Until I became a parent, I didn't think much about how every person's birthday can (or at least might) also mark a day of transition for the woman who brought that person into the world. I didn't think about how my birthday is a kind of anniversary for my mother. Year after year, my birthday must be for her a reminder of the day in late March when I decided I was ready to enter the world some ten weeks ahead of schedule.
Each year on my son's birthday I remember what it was like to drive to the hospital on the day after Thanksgiving. I remember how it felt to be attached to the pitocin drip that told my body it was time to begin labor, and to move through labor (with expert assistance from nursing staff, doula, and obstetrician). I remember closing my eyes and singing we are opening up in sweet surrender silently to myself when it was time to push.
I remember holding an impossibly tiny newborn on my chest, snugged in a warm blanket fresh out of the dryer. I remember the clarity of mind that accompanied that moment -- the realization that my life had changed in ways I knew I couldn't yet imagine. I remember eating pizza, that night -- we bought several, after he was born, and distributed them giddily to the nursing staff on duty -- and how good it tasted after the work of labor. I remember thinking okay, now what?
I didn't know then that the valley of the shadow of postpartum depression awaited me. I didn't know then that I would write one poem a week during my son's first year of life -- the poems that now make up Waiting to Unfold (Phoenicia, 2013). I re-read that collection now and feel a strange combination of recognition and unfamiliarity. Life with a seven year old bears almost no resemblance to what I chronicled then.
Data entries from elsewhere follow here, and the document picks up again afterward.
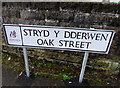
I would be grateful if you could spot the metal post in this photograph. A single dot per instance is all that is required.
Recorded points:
(83, 67)
(26, 61)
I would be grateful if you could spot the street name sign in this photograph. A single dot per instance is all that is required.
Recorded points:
(59, 38)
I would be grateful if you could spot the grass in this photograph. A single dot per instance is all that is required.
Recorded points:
(43, 68)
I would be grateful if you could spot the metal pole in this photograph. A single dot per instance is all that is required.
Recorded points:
(26, 61)
(83, 67)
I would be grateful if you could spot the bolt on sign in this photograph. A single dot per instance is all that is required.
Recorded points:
(59, 38)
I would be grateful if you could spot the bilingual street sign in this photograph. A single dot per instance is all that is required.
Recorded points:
(59, 38)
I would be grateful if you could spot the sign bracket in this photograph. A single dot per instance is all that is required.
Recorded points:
(83, 66)
(26, 61)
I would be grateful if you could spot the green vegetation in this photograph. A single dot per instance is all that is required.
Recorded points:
(43, 68)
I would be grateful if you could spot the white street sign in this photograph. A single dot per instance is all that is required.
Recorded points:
(59, 38)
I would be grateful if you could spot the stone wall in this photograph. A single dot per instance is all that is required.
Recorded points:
(65, 14)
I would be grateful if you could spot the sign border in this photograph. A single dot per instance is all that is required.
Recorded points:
(57, 48)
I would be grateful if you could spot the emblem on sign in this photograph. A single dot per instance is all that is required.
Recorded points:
(13, 34)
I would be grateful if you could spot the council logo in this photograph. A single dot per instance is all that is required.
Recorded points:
(13, 34)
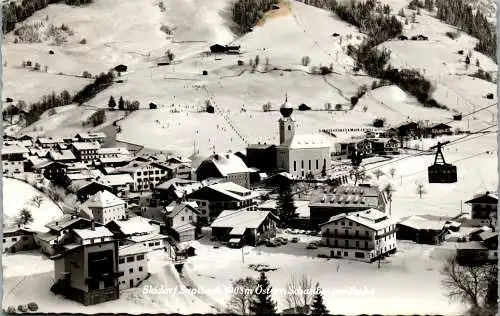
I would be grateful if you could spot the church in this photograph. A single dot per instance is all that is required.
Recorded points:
(300, 154)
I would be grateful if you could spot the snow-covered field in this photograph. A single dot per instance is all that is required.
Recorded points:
(17, 195)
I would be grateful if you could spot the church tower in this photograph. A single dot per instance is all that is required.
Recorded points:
(286, 123)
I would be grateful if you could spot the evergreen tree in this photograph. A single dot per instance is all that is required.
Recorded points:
(286, 206)
(318, 307)
(111, 102)
(263, 303)
(121, 104)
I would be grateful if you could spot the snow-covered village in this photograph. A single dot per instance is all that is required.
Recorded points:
(250, 157)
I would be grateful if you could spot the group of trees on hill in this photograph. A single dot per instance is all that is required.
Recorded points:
(13, 13)
(461, 15)
(247, 12)
(101, 82)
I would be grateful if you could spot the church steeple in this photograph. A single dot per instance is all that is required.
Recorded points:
(286, 123)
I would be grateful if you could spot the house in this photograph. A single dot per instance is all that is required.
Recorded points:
(49, 142)
(227, 166)
(84, 189)
(250, 227)
(213, 199)
(181, 219)
(365, 235)
(384, 146)
(133, 263)
(483, 209)
(345, 199)
(105, 207)
(300, 155)
(422, 230)
(13, 157)
(262, 156)
(86, 266)
(57, 230)
(146, 174)
(17, 239)
(441, 129)
(175, 189)
(85, 152)
(90, 137)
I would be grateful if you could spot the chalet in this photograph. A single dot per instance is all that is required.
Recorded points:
(120, 183)
(85, 151)
(227, 166)
(364, 235)
(181, 220)
(483, 209)
(146, 174)
(18, 239)
(384, 146)
(13, 157)
(49, 142)
(250, 227)
(175, 189)
(57, 230)
(262, 156)
(86, 266)
(90, 137)
(105, 207)
(441, 129)
(422, 230)
(345, 199)
(133, 264)
(215, 198)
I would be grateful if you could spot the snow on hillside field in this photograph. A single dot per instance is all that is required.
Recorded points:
(17, 195)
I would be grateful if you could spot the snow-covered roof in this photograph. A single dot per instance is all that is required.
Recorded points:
(115, 179)
(103, 199)
(228, 163)
(97, 232)
(234, 190)
(418, 222)
(14, 148)
(132, 249)
(131, 227)
(238, 218)
(371, 218)
(86, 145)
(301, 141)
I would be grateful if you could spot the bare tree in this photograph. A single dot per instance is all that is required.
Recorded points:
(378, 173)
(468, 283)
(392, 172)
(37, 200)
(299, 291)
(243, 294)
(420, 189)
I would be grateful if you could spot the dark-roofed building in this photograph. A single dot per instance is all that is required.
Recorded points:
(227, 166)
(345, 199)
(215, 198)
(262, 157)
(484, 209)
(17, 239)
(248, 227)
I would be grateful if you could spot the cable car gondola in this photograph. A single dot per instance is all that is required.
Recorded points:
(440, 171)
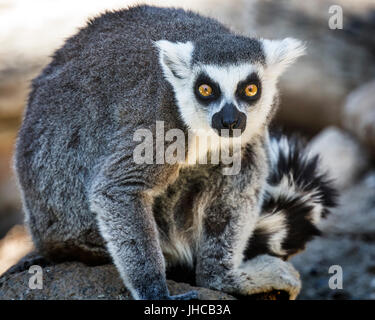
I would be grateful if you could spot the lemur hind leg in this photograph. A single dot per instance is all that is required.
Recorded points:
(229, 221)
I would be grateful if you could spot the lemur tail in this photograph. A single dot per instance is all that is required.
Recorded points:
(297, 196)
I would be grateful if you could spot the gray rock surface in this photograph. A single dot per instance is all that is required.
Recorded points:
(348, 241)
(341, 156)
(76, 281)
(358, 114)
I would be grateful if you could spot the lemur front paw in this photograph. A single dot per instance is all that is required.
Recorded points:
(267, 273)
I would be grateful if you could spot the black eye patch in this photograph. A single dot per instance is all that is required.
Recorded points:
(205, 79)
(251, 79)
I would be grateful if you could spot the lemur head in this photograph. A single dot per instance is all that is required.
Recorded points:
(226, 81)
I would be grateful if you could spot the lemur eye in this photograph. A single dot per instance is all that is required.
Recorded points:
(251, 90)
(205, 90)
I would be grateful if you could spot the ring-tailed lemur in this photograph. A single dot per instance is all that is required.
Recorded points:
(83, 193)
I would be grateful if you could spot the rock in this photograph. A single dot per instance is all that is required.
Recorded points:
(76, 281)
(356, 212)
(341, 156)
(348, 241)
(359, 114)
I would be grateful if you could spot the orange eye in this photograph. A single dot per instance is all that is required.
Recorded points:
(251, 90)
(205, 90)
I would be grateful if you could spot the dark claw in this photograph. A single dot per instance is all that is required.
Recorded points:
(26, 262)
(191, 295)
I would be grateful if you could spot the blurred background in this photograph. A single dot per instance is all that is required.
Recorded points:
(328, 96)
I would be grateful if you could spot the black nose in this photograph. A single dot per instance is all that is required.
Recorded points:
(229, 117)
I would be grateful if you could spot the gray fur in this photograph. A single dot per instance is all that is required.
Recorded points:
(83, 195)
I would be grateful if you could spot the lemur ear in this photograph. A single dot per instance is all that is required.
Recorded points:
(282, 53)
(175, 58)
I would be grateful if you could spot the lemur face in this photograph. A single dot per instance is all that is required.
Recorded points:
(225, 81)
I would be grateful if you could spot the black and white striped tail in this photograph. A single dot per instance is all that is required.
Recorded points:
(297, 196)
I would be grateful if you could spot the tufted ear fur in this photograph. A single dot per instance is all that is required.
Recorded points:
(282, 53)
(175, 58)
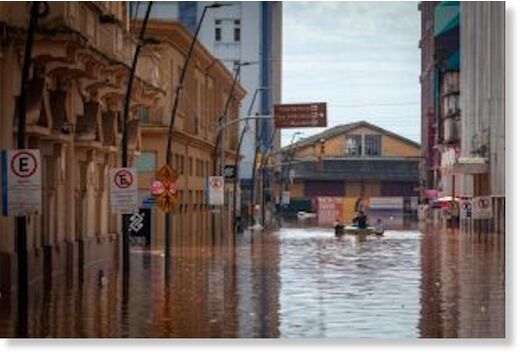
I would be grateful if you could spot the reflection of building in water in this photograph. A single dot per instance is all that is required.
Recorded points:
(463, 286)
(75, 94)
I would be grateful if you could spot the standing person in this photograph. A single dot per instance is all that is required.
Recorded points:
(360, 220)
(380, 228)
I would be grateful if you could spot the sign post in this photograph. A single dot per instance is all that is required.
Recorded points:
(300, 115)
(216, 190)
(164, 188)
(21, 182)
(482, 208)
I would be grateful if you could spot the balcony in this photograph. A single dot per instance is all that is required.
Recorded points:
(87, 125)
(109, 127)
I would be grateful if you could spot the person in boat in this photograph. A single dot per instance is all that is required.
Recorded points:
(338, 227)
(360, 220)
(380, 228)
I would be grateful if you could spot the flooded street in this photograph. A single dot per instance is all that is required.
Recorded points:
(297, 282)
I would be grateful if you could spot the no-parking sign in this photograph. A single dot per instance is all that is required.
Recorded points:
(482, 207)
(123, 191)
(216, 190)
(21, 182)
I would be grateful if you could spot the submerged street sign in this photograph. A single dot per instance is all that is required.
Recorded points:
(123, 191)
(21, 182)
(300, 115)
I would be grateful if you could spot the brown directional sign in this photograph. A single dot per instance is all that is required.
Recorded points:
(300, 115)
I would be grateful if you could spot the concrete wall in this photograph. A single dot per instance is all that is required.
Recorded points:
(483, 86)
(335, 146)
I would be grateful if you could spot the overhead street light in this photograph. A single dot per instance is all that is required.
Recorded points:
(169, 155)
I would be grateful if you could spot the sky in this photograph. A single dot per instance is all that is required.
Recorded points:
(362, 58)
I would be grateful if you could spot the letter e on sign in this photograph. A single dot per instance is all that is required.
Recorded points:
(21, 182)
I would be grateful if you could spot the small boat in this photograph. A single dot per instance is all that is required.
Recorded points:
(355, 230)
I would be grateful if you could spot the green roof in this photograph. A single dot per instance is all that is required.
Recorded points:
(342, 129)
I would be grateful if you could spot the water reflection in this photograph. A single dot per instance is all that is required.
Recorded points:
(300, 281)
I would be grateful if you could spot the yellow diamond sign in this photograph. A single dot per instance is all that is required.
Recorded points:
(165, 188)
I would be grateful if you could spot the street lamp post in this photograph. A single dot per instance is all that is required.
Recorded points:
(174, 112)
(284, 180)
(221, 138)
(246, 127)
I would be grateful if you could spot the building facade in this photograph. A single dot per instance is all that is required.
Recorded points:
(467, 93)
(207, 86)
(242, 31)
(440, 95)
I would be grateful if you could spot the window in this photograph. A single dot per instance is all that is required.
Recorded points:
(353, 145)
(143, 114)
(146, 162)
(236, 34)
(373, 144)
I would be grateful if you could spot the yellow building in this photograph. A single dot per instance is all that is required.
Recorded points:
(352, 160)
(206, 89)
(80, 66)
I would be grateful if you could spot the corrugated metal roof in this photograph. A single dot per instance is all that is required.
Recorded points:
(358, 170)
(342, 129)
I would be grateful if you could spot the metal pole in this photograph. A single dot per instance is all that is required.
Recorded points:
(124, 143)
(167, 216)
(21, 222)
(235, 180)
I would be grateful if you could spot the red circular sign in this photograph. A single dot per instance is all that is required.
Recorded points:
(157, 188)
(123, 179)
(24, 169)
(172, 188)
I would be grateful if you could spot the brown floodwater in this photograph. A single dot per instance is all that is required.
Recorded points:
(296, 282)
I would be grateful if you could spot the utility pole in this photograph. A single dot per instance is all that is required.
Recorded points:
(21, 222)
(169, 156)
(222, 139)
(246, 127)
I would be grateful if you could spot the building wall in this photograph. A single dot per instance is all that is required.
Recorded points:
(427, 87)
(207, 86)
(229, 51)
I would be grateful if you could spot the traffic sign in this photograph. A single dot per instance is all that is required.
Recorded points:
(230, 172)
(300, 115)
(123, 191)
(167, 202)
(21, 182)
(286, 198)
(465, 208)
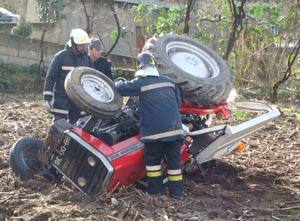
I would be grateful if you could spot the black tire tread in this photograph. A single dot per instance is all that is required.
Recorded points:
(84, 101)
(195, 90)
(17, 161)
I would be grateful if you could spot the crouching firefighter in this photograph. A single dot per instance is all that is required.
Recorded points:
(74, 55)
(160, 123)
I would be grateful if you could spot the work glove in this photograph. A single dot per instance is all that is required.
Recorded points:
(48, 106)
(119, 79)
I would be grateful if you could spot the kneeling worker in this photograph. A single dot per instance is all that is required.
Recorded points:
(160, 123)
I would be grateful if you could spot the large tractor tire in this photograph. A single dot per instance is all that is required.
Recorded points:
(201, 73)
(93, 92)
(23, 157)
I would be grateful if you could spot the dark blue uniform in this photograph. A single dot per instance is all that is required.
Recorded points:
(103, 65)
(160, 128)
(54, 90)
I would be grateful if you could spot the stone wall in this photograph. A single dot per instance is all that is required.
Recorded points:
(25, 51)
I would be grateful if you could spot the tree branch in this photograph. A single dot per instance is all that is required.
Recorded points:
(287, 73)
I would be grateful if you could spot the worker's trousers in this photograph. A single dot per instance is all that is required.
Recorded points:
(154, 153)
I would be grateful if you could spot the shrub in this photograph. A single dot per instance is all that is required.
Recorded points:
(22, 29)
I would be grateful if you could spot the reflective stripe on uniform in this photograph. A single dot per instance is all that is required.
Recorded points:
(67, 68)
(175, 178)
(157, 85)
(163, 135)
(174, 172)
(153, 168)
(48, 93)
(153, 173)
(59, 111)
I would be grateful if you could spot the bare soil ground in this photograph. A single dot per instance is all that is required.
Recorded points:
(262, 183)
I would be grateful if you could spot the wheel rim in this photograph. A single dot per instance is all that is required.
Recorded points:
(192, 60)
(97, 88)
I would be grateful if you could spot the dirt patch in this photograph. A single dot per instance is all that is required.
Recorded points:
(262, 183)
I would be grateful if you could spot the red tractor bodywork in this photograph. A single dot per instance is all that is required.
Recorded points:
(127, 156)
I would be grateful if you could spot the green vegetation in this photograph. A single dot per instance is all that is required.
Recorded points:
(260, 54)
(23, 28)
(50, 10)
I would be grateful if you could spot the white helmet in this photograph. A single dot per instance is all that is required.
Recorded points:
(79, 36)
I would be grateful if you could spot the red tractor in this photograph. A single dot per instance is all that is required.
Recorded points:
(103, 150)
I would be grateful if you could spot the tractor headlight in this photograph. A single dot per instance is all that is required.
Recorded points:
(92, 161)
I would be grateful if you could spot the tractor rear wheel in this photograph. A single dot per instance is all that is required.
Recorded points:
(202, 74)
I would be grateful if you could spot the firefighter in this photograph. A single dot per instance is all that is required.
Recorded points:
(100, 63)
(74, 55)
(160, 123)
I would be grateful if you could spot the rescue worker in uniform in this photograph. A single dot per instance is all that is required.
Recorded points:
(160, 123)
(100, 63)
(74, 55)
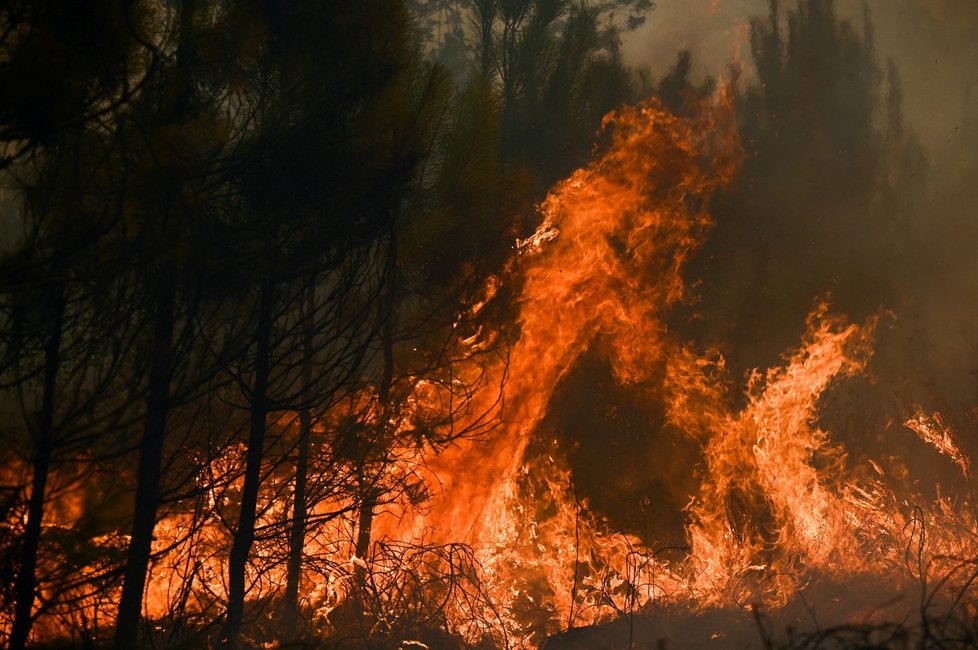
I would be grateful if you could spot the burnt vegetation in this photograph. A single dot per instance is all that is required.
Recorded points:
(243, 302)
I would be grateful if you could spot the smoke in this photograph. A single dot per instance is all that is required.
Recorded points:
(875, 218)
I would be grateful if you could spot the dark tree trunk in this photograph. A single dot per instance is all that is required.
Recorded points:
(244, 537)
(368, 492)
(25, 584)
(297, 534)
(148, 479)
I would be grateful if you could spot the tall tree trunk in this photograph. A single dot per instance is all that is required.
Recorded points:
(297, 534)
(148, 479)
(25, 585)
(368, 491)
(244, 537)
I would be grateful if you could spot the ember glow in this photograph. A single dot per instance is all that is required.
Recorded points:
(416, 494)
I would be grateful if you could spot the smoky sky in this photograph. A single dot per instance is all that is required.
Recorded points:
(932, 42)
(919, 267)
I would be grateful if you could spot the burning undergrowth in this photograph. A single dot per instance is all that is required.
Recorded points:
(775, 508)
(737, 496)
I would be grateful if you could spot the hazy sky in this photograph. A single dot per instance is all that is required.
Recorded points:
(933, 42)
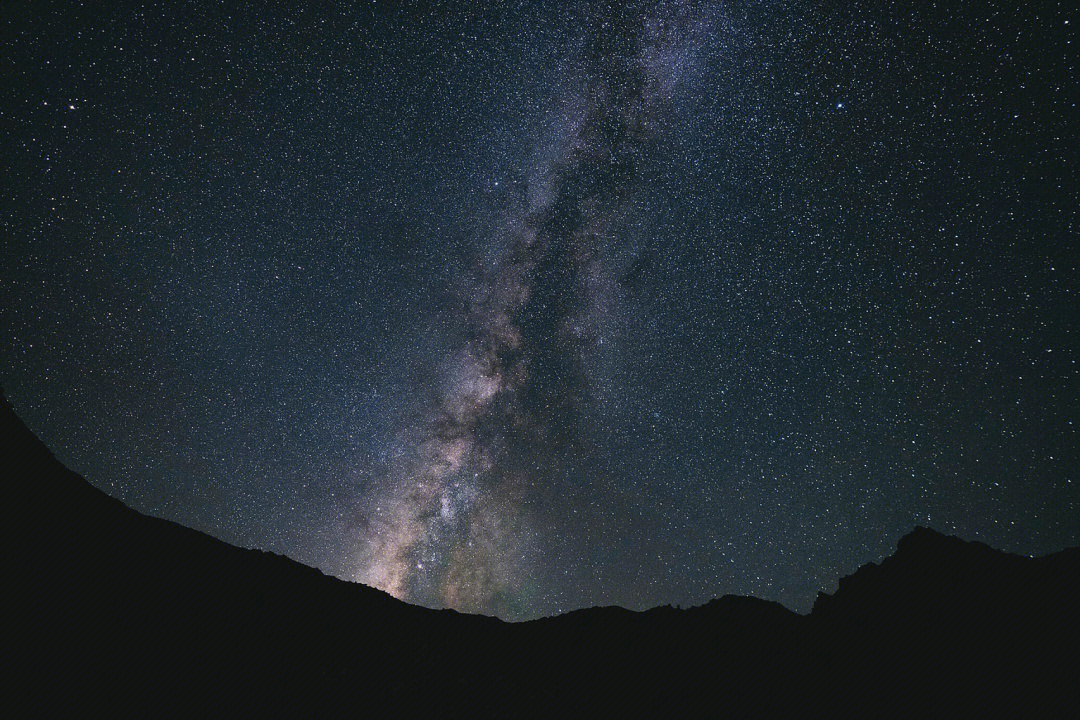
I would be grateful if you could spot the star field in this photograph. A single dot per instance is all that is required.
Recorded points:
(520, 308)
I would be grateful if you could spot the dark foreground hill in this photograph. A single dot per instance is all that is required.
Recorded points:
(109, 609)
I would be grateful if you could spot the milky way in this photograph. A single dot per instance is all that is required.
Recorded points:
(451, 526)
(541, 306)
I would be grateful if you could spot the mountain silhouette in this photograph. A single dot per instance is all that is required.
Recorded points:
(112, 610)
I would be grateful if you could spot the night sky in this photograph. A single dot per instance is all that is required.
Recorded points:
(524, 308)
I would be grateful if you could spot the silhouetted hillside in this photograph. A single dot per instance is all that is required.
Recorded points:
(117, 610)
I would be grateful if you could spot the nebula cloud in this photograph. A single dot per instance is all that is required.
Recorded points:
(451, 525)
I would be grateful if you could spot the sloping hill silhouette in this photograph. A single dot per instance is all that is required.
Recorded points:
(112, 610)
But I am endlessly grateful for the adventure of parenthood. I'm endlessly grateful for the soul that is in my keeping, this beautiful and thoughtful and goofy and funny human being who I am privileged to parent.
Becoming a parent has changed my relationship with God. I have been blessed to learn deep compassion and empathy in other ways too, not only through the vehicle of parenthood. There are others beyond my son to whom I extend my heart and my care. But I feel a unique responsibility for and to my son, because I grew him from component cells. Because I brought him into this world.
I take the love and compassion and anticipatory grief I feel for my child (who is beautiful, and perfect, and deserving of care, and who I know will experience losses over his life, as we all do) and I magnify it by the number of souls who have ever lived and will ever live, and I glimpse of what God must feel. Ha-rachaman: the Merciful One, the Enwombed One, the One in Whose Compassionate Womb all of creation is nurtured!
And the pride and joy and satisfaction I find in my child (who is kind and thoughtful and surprising) magnified by the number of souls who have ever lived and will ever live... Contemplating that, I have renewed empathy for the cosmic Parent Who weeps with us when we are hurt, and rejoices with us when we are glad, and wants us to grow into all that we can become, as I want my child to grow into everything that he can become.
Today, as I wish my son a happy seventh birthday, I wish myself a happy seventh anniversary of motherhood. May I live up to the challenge of rearing him to be simultaneously strong and gentle, thoughtful and empathetic, creative and rooted: a citizen of the wide world who knows where he comes from, whose deep roots enable him to spread his wings as he becomes whoever he yearns to be.